By IANS,
New Delhi : The Indian economy is likely to grow at 7.7 percent in 2008-09, compared to 9 percent in the last fiscal, predicts the government’s economic outlook report released here Wednesday.
The report, prepared by the Prime Minister’s Economic Advisory Council (EAC), also called for tight monetary measures to check spiralling inflation and the falling rate of growth across all sectors.
The EAC, headed by former Reserve Bank of India Governor C. Rangarajan, said growth in the manufacturing sector would dip to 7.2 percent from 8.8 percent last fiscal.
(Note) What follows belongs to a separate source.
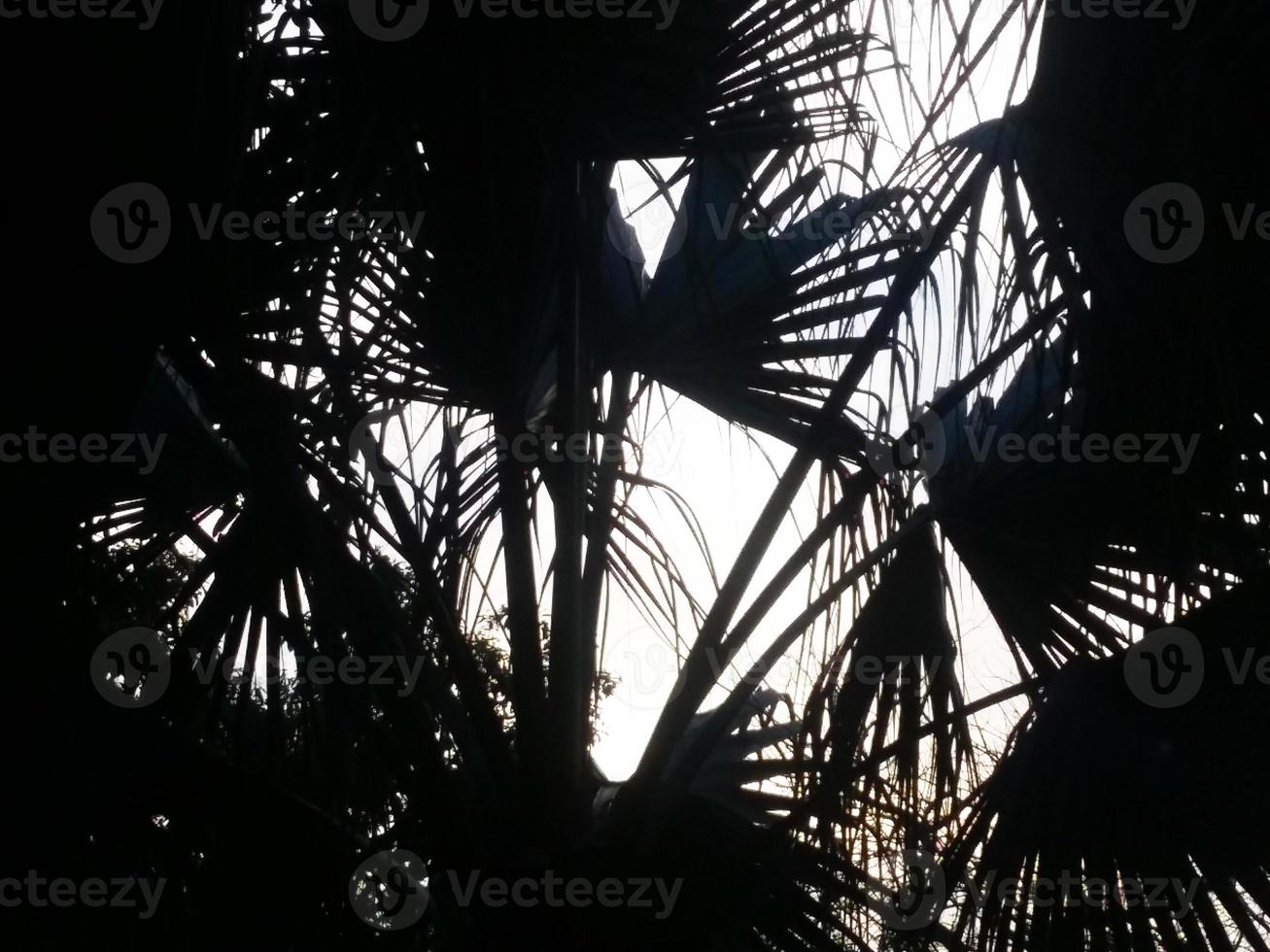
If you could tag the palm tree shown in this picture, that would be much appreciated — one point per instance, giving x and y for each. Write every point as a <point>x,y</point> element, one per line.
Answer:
<point>368,454</point>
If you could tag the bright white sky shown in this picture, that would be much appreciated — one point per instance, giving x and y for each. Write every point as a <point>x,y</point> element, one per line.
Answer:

It said industry was likely to grow at 7.5 percent this fiscal, compared to 8.5 percent last fiscal, while agriculture would grow minimally at 2 percent, worse than the poor 4.5 percent growth recorded last fiscal.
The report, which was presented to Prime Minister Manmohan Singh, projected a sharp decline in foreign investment to $23.8 billion from $44.8 billion last fiscal.
The EAC report also predicted the services sector would grow 9.6 percent compared to 10.8 percent last fiscal.
The council attributed the slow growth in the current fiscal to a sharp rise in commodity inflation globally, tightening in the credit-equity market following the subprime crisis in the US, and general economic slowdown across the world.
It attributed the annual rate of inflation, which peaked at a 13-year high of 12.01 percent for the week ended July 26, to rising global commodity prices.
The EAC said “coordinated policy action can bring inflation down to 8-9 percent by March 2009”.
The council recommended a tight monetary stance to check inflation.